The capture of Jose Padilla: The majority report said its review of cables and other CIA records shows that the use of CIA’s torture techniques on the detainee Abu Zubaydah “played no role” in the identification of the terrorist Jose Padilla, a U.S. citizen and Muslim convert who was convicted in 2011 for involvement in a terror conspiracy, or the thwarting of plots in which Padilla was involved.
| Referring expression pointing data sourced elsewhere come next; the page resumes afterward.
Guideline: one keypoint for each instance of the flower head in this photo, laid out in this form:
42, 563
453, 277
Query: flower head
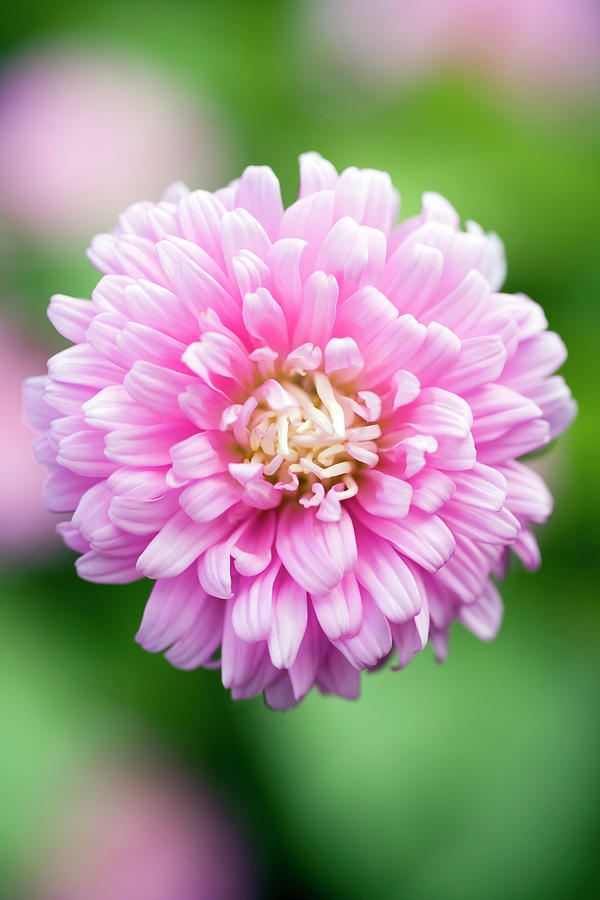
303, 423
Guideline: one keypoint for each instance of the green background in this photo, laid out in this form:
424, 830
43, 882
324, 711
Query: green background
478, 778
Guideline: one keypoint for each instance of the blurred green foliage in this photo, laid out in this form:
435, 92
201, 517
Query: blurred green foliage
475, 779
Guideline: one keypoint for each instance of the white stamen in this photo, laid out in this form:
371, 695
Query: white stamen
319, 434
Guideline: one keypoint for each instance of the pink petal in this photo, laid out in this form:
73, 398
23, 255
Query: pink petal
384, 495
178, 544
484, 616
258, 192
70, 316
290, 617
340, 612
316, 174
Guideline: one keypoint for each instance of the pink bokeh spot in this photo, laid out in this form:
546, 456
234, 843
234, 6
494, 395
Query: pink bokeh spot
26, 528
85, 132
303, 424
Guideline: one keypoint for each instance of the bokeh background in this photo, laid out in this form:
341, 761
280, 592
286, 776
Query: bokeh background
123, 778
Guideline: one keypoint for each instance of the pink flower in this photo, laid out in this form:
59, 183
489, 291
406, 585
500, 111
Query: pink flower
85, 132
304, 424
25, 528
548, 45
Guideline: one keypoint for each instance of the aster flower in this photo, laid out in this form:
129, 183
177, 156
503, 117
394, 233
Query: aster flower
304, 424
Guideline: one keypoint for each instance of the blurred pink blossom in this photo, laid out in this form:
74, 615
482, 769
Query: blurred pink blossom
83, 134
142, 832
24, 524
548, 45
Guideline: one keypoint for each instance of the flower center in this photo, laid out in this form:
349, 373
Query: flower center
308, 434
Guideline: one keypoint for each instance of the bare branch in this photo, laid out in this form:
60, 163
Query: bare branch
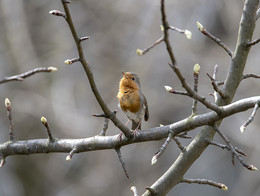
193, 94
185, 32
105, 127
196, 71
166, 35
257, 14
249, 76
205, 181
253, 42
9, 115
215, 39
144, 51
171, 90
233, 151
133, 188
226, 147
122, 161
181, 147
251, 118
162, 149
215, 86
72, 152
22, 76
72, 146
45, 123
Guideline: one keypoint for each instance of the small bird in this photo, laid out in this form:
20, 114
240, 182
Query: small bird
131, 99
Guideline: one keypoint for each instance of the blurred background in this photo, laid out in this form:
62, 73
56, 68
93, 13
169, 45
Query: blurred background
30, 37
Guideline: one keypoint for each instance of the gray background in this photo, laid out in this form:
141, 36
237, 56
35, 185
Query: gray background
31, 37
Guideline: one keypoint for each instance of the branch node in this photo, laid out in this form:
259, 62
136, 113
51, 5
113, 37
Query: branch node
122, 161
72, 152
250, 119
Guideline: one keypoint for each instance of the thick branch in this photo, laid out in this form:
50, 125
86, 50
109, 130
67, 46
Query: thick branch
193, 151
111, 142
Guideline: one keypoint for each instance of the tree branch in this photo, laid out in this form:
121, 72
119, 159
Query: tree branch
22, 76
215, 39
87, 69
193, 151
205, 181
38, 146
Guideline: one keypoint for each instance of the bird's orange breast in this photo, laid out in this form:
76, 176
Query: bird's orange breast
129, 100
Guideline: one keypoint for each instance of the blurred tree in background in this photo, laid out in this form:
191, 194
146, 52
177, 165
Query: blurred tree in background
30, 37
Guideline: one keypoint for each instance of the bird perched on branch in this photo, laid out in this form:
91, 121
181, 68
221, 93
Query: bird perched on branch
131, 99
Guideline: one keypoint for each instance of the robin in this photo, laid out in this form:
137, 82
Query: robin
131, 99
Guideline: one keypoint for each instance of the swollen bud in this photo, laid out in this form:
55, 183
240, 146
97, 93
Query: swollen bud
196, 69
139, 52
200, 27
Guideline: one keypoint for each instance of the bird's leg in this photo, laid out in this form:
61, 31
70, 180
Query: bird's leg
127, 122
136, 130
121, 134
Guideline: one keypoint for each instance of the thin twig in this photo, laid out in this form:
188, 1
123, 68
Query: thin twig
215, 86
171, 90
2, 161
233, 151
45, 123
166, 35
9, 115
250, 119
193, 94
22, 76
226, 147
144, 51
162, 149
181, 147
257, 14
183, 135
205, 181
122, 161
105, 127
215, 39
185, 32
196, 72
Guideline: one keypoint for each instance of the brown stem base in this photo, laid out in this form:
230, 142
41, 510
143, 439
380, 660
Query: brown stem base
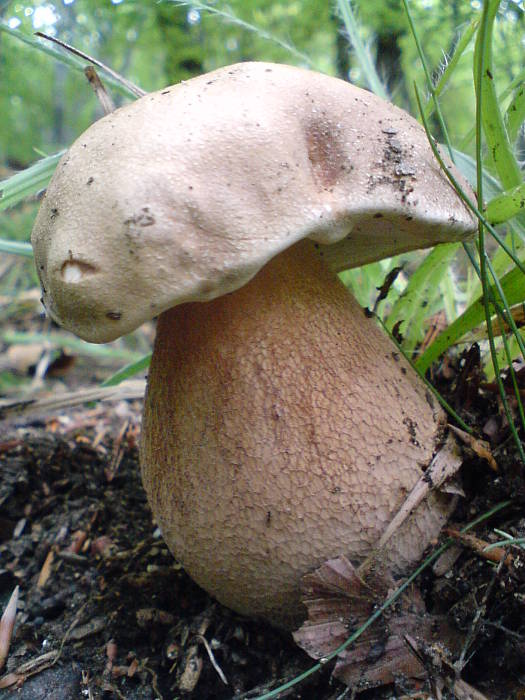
281, 429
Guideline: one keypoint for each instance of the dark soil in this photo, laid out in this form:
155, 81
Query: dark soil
106, 612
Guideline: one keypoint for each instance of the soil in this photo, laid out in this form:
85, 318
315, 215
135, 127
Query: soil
106, 612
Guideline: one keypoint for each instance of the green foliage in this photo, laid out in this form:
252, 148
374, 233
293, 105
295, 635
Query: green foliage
49, 103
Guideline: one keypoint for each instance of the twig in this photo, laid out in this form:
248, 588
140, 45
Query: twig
100, 91
460, 663
215, 665
139, 92
7, 624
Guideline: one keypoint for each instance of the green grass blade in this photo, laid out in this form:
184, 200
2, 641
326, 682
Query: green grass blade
513, 286
499, 148
361, 52
388, 603
506, 205
462, 45
412, 307
515, 114
129, 371
28, 181
430, 85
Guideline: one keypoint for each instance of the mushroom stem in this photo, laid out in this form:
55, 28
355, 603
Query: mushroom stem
282, 428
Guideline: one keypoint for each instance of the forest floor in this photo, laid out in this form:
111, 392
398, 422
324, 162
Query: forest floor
106, 612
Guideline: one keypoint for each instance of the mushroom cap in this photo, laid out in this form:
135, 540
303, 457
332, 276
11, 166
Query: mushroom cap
186, 193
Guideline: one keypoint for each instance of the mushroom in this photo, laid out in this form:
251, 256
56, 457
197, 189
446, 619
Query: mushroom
281, 426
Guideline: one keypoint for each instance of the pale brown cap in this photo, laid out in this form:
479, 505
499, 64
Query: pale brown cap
186, 193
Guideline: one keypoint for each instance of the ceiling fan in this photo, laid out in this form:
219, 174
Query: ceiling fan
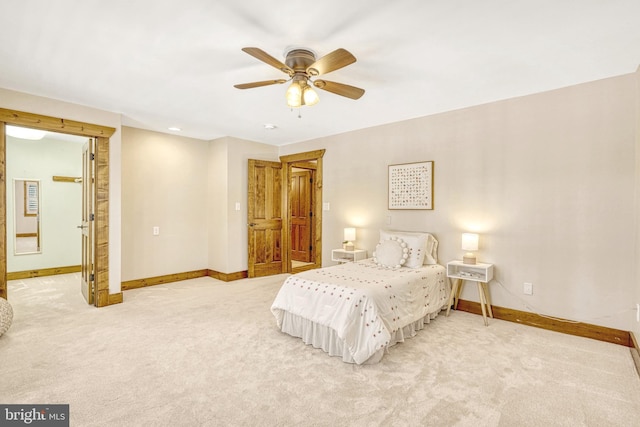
301, 66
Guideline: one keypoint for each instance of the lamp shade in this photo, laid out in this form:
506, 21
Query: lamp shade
469, 242
349, 234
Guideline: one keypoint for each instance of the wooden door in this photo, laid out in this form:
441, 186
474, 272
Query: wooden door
301, 211
88, 205
265, 218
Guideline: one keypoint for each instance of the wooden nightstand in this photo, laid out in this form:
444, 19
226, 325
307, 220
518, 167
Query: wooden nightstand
480, 273
342, 256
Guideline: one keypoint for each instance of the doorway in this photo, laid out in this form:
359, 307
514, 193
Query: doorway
301, 218
101, 243
269, 214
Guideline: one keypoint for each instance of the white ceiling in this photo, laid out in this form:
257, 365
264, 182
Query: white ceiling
163, 63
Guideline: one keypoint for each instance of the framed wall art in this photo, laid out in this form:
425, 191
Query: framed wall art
411, 186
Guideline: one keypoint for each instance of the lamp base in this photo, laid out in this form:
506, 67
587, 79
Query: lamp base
469, 258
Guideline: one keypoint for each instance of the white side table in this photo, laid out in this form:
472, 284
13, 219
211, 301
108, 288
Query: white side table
480, 273
342, 256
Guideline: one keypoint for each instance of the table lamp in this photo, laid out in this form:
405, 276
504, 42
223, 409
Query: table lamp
469, 243
349, 237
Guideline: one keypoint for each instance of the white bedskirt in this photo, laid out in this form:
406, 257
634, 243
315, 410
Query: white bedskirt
325, 338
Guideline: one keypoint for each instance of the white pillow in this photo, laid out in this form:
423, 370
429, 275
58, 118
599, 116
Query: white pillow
391, 253
431, 254
416, 243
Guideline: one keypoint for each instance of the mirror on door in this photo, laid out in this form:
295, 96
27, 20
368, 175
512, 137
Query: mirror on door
27, 216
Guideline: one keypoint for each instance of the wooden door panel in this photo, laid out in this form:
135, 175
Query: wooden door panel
300, 201
88, 202
265, 218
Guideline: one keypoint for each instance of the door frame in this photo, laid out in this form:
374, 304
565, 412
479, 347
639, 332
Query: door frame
288, 162
102, 135
310, 169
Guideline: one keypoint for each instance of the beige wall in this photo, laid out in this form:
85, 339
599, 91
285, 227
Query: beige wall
636, 325
51, 107
164, 185
547, 180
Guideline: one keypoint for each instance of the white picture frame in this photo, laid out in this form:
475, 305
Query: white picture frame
411, 186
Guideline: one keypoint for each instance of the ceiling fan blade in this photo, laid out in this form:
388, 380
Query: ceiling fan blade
268, 59
259, 84
332, 61
339, 89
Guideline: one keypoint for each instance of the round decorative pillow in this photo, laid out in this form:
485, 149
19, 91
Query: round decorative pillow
391, 253
6, 315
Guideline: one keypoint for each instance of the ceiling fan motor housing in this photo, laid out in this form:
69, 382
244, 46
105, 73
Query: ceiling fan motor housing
300, 59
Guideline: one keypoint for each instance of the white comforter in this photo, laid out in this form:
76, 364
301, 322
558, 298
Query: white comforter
364, 304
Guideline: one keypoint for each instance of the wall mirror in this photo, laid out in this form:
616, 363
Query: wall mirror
27, 216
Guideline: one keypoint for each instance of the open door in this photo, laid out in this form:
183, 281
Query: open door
265, 218
88, 207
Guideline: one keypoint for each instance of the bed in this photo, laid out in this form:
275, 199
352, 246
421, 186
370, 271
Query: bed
357, 310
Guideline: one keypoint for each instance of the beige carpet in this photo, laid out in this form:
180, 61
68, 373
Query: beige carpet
205, 352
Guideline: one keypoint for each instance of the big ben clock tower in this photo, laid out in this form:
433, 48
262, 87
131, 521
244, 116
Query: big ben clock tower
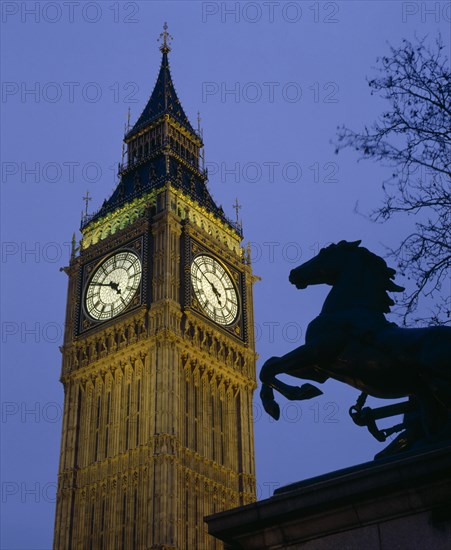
158, 358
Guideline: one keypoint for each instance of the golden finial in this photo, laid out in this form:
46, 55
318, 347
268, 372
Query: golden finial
165, 37
87, 198
129, 112
237, 206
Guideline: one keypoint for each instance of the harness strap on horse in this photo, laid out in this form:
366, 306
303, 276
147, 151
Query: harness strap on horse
366, 416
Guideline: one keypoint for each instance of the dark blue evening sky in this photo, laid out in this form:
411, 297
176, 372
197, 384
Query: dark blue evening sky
272, 82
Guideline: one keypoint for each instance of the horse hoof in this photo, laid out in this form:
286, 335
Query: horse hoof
272, 408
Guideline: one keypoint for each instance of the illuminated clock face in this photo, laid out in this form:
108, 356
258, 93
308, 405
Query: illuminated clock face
113, 285
214, 290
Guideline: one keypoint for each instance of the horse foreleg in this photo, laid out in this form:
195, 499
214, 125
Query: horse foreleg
302, 356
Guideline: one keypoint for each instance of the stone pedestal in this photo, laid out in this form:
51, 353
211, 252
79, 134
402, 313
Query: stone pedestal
402, 503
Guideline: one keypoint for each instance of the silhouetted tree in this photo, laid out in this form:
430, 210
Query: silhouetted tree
413, 137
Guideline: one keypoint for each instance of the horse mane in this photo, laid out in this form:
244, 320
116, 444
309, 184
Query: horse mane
382, 274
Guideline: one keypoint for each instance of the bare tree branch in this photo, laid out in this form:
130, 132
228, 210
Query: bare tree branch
413, 137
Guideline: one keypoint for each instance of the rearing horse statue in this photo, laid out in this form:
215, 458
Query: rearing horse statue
352, 341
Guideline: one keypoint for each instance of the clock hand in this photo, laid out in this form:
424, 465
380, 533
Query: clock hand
214, 289
111, 284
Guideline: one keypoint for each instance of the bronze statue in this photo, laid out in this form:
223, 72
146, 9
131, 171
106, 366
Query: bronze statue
352, 341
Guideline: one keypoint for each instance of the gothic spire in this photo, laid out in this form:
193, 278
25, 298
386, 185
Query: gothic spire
163, 99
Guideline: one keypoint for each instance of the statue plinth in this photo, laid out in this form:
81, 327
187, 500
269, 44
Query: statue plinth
402, 502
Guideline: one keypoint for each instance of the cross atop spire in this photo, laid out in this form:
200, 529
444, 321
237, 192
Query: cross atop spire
165, 37
87, 198
237, 206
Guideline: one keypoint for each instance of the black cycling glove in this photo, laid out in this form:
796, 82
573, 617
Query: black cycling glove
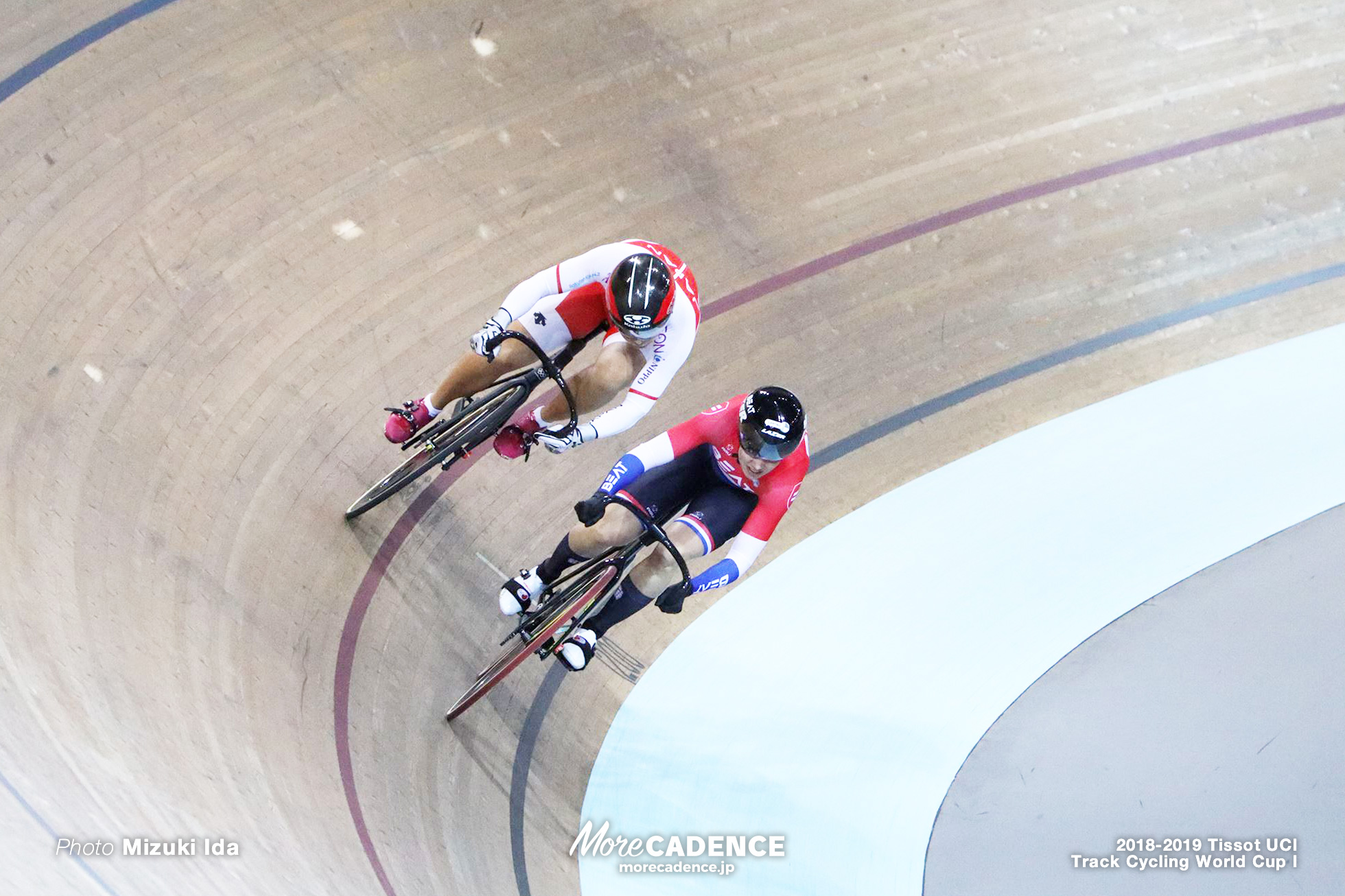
670, 600
591, 509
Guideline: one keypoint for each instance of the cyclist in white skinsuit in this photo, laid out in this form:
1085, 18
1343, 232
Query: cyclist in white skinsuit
644, 298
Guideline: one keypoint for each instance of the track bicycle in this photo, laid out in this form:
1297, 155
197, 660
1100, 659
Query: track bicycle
476, 418
567, 603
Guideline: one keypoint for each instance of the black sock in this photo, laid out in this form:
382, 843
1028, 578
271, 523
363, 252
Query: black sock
560, 560
623, 604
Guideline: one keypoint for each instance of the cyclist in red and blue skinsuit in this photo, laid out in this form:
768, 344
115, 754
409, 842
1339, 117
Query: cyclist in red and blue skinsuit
728, 473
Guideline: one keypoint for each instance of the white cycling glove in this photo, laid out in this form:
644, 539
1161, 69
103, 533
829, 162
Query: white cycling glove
554, 445
482, 337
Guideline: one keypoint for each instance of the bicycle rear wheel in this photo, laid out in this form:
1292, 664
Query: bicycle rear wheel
554, 613
470, 427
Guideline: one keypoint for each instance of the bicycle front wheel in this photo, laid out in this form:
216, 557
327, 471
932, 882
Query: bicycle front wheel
469, 428
549, 618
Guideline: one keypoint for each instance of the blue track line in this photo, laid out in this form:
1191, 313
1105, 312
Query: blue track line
904, 418
69, 47
42, 823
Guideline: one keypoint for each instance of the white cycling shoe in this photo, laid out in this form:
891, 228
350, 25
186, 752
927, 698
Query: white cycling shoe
577, 649
518, 592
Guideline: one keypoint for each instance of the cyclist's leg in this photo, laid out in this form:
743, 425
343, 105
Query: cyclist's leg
552, 323
710, 519
472, 373
611, 373
637, 593
661, 493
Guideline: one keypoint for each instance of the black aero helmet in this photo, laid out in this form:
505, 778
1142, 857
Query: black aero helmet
771, 423
639, 295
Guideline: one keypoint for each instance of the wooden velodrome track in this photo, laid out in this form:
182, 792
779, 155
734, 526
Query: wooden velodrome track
194, 362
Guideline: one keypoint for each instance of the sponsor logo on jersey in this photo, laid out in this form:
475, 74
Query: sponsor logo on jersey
724, 458
717, 583
618, 471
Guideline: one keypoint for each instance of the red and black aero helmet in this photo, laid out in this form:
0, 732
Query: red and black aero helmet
639, 295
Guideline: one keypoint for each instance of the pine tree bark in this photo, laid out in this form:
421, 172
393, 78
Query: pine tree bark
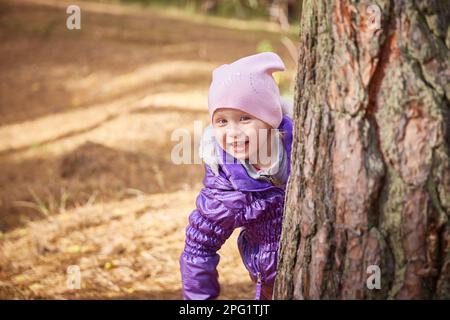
370, 179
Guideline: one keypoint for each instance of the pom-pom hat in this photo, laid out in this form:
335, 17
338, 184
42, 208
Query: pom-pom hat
248, 85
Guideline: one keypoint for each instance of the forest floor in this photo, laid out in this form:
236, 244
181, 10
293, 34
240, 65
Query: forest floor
86, 118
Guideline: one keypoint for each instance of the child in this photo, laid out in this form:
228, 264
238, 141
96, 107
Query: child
243, 99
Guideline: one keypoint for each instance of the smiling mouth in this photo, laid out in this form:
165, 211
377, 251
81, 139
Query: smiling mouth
238, 145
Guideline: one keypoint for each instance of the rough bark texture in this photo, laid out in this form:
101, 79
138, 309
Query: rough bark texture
370, 179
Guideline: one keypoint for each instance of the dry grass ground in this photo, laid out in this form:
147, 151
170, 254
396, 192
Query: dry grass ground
86, 119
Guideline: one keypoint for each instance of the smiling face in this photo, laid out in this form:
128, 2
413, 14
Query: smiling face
241, 134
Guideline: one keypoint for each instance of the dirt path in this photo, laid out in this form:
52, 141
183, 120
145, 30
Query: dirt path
85, 124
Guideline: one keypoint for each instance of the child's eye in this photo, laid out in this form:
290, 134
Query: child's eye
221, 121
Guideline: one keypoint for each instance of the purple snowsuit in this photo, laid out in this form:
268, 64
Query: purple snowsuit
230, 200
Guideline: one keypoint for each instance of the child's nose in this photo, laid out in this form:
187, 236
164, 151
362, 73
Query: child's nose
233, 131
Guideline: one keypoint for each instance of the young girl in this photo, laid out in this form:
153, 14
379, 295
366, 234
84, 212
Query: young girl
241, 187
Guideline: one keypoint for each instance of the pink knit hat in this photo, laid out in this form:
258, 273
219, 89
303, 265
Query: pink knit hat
247, 84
The majority also noted that the intelligence community had deemed Padilla’s plots “infeasible.”

But the minority report asserted that the “breadth” of the information Abu Zubaydah gave up while he was being subjected to enhanced interrogation, and the impact that information had on subsequent intelligence efforts, reflected the effectiveness of the CIA’s Detention and Interrogation Program.

Thwarting of the U.K. Urban Targets Plot: While the CIA frequently cited the purported thwarting of Khalid Sheikh-Mohamed’s plot against targets at Heathrow Airport and Canary Wharf as an enhanced interrogation success story, the report says the plot itself never progressed beyond the planning of initial stages before its main orchestrators were captured.

But the minority report contended the CIA interrogation program “played a key role in disrupting the Heathrow and Canary Wharf plotting.”

The “tip-off” about bin Laden courier Abu Ahmad al-Kuwaiti: The committee report noted repeatedly that multiple detainees provided information about Abu Ahmad al-Kuwaiti, a key courier to Osama bin Laden, outside of enhanced interrogation. Hassan Ghul, who provided key information about al-Kuwaiti in 2004, provided the most valuable information on al-Kuwaiti, the report found, before he was subject to torture techniques.

The minority report said that while there was other information in CIA databases about al-Kuwaiti, the information was not recognized as important by analysts until after other detainees corroborated that information during enhanced interrogation.